Business leaders who balked at the concept and its potential negative impacts on the community will host the ceremony. The signing takes place at 2 p.m. at the Greater Stockton Chamber of Commerce
Chamber CEO Douglass Wilhoit, once the loudest critic of plans to locate “yet another” prison facility here, will play gracious host to, among others, federal receiver J. Clark Kelso. He was given a daunting, court-ordered edict to improve health care for prisoners – and chose our community as the epicenter of his efforts.
Elected leaders – the mayor, council members, supervisors – and others will likely pledge to move forward, hoping the positives will outweigh the negatives.
We hope so. We needs jobs, high-paying jobs, and a prison hospital – plus an adult prisoner re-entry facility – will create plenty.
Those involved in the protracted dispute deserve credit for persevering. They made the best of an ill-matched courtship involving parties that essentially had to get married.
The chamber, elected officials, lawyers and others exhibited gumption and teamwork in trying to exact the best deal possible for the city and county.
Kelso, the prison health care receiver, and the California Department of Corrections and Rehabilitation were at times made out to be – ironically – the “bad guys” in very public negotiations. It should be noted, however, that they really didn’t have to cater to any of the local demands.
As part of the negotiated deal, San Joaquin County could get up to $1 million in sales taxes on construction equipment supplies (even if they are purchased elsewhere).
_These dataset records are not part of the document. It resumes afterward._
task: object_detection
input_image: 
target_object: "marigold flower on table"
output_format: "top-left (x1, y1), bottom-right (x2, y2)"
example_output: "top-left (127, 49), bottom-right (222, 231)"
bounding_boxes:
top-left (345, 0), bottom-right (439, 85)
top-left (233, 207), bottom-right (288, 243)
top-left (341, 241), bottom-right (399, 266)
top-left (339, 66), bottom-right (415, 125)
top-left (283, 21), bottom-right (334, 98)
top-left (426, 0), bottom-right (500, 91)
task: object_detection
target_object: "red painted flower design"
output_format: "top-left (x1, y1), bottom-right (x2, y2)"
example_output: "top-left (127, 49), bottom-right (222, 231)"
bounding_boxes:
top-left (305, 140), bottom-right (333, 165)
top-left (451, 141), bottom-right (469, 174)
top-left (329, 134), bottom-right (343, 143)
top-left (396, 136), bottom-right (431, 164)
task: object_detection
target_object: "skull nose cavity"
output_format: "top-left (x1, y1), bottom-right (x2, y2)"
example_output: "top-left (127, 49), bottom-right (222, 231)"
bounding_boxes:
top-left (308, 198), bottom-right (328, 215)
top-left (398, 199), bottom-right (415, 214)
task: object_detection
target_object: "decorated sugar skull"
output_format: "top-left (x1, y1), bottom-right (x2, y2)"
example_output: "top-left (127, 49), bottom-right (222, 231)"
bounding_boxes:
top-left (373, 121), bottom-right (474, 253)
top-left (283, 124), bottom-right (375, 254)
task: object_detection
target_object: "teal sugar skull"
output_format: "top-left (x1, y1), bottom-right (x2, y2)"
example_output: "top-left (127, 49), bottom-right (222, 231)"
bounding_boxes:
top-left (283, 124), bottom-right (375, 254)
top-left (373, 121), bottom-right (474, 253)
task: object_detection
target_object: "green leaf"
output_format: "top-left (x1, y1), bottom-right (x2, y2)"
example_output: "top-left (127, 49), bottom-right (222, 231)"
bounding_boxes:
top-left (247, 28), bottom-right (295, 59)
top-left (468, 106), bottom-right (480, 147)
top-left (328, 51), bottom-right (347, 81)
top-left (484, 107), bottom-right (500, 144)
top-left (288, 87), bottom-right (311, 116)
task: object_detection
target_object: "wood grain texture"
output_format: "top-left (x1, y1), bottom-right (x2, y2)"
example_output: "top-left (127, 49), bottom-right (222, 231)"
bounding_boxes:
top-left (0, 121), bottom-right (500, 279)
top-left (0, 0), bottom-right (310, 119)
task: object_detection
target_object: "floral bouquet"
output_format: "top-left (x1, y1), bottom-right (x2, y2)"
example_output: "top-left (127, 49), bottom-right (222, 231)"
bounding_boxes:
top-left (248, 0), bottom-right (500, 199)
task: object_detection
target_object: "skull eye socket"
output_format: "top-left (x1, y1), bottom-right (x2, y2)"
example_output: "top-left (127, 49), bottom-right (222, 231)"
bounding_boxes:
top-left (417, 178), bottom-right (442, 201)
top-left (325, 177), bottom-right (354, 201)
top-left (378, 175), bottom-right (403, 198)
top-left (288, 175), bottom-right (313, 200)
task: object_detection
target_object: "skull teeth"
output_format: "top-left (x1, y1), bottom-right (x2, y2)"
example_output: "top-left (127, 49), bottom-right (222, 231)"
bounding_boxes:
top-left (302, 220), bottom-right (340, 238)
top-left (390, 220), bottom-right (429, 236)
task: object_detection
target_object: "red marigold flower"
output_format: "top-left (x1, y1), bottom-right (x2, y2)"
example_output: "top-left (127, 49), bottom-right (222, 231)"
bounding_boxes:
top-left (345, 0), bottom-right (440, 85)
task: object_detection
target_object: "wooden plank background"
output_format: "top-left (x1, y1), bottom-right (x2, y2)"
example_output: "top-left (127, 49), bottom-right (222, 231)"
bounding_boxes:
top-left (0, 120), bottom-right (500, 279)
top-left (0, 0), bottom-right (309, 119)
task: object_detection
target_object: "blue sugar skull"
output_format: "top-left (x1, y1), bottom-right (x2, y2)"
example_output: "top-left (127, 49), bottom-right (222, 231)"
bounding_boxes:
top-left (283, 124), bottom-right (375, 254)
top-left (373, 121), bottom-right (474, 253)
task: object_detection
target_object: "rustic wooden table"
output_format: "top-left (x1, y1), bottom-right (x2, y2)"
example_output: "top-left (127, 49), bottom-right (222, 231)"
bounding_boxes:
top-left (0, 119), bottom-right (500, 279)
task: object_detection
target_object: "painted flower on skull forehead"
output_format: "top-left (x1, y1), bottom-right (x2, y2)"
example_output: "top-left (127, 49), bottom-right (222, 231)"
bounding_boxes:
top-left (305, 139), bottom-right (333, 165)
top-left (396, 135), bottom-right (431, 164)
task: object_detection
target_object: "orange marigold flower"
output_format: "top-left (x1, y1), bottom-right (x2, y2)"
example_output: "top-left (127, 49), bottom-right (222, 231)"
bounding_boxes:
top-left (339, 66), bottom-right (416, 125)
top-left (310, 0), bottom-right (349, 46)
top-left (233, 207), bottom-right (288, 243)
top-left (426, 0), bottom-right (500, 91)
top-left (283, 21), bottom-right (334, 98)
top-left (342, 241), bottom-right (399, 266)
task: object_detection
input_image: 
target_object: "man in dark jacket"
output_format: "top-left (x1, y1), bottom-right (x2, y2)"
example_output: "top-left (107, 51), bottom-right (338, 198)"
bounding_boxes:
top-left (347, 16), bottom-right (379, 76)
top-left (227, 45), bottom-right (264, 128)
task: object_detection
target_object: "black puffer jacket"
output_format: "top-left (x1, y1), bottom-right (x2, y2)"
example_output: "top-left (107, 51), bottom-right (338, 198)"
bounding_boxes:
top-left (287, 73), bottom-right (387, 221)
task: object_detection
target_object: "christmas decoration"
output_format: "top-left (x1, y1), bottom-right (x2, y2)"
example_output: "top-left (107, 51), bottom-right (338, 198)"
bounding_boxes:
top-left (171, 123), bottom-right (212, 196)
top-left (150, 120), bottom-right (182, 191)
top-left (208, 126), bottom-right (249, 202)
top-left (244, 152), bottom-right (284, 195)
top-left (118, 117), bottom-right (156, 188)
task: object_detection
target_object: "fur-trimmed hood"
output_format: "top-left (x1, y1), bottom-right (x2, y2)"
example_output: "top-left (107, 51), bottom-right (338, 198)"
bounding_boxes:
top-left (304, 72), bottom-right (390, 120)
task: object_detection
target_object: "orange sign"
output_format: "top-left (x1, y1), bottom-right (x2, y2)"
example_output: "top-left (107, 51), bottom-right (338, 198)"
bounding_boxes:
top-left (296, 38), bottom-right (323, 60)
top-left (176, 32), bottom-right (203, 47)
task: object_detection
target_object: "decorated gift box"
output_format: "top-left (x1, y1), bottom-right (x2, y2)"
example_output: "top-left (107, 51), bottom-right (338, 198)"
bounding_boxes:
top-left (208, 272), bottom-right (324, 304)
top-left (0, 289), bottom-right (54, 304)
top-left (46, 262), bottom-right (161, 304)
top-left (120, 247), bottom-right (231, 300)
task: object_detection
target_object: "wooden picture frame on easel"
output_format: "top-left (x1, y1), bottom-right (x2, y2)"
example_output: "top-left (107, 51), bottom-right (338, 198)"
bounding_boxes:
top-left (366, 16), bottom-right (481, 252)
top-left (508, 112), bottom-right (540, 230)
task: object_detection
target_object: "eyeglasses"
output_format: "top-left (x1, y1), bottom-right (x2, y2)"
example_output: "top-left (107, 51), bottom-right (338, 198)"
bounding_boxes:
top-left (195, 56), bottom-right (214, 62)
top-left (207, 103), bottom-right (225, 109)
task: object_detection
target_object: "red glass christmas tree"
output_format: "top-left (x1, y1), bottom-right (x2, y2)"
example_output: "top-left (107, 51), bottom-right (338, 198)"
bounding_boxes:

San Joaquin General Hospital gets a $4 million Medical Guarded Unit.
There will be a citizens advisory committee to monitor the impact the California Health Care Facility has on the community – its schools, roads, quality of life, etc.
“It’s more than any other community has ever gotten,” attorney Steve Herum, who led the joint chamber-city-county legal action against the facility, told The Record last month.
Many of the initial concerns remain.
Will the high-paying facility siphon health care professionals from other hospitals and agencies? Will the complex near Highway 99 become a prototypical “work here, live there” situation, with employees spending their locally earned wages elsewhere? What sort of unforeseen impacts will the facilities have on the area?
Conversely, there could be a large positive impact on the local economy.
Let’s all hope for the best for our community.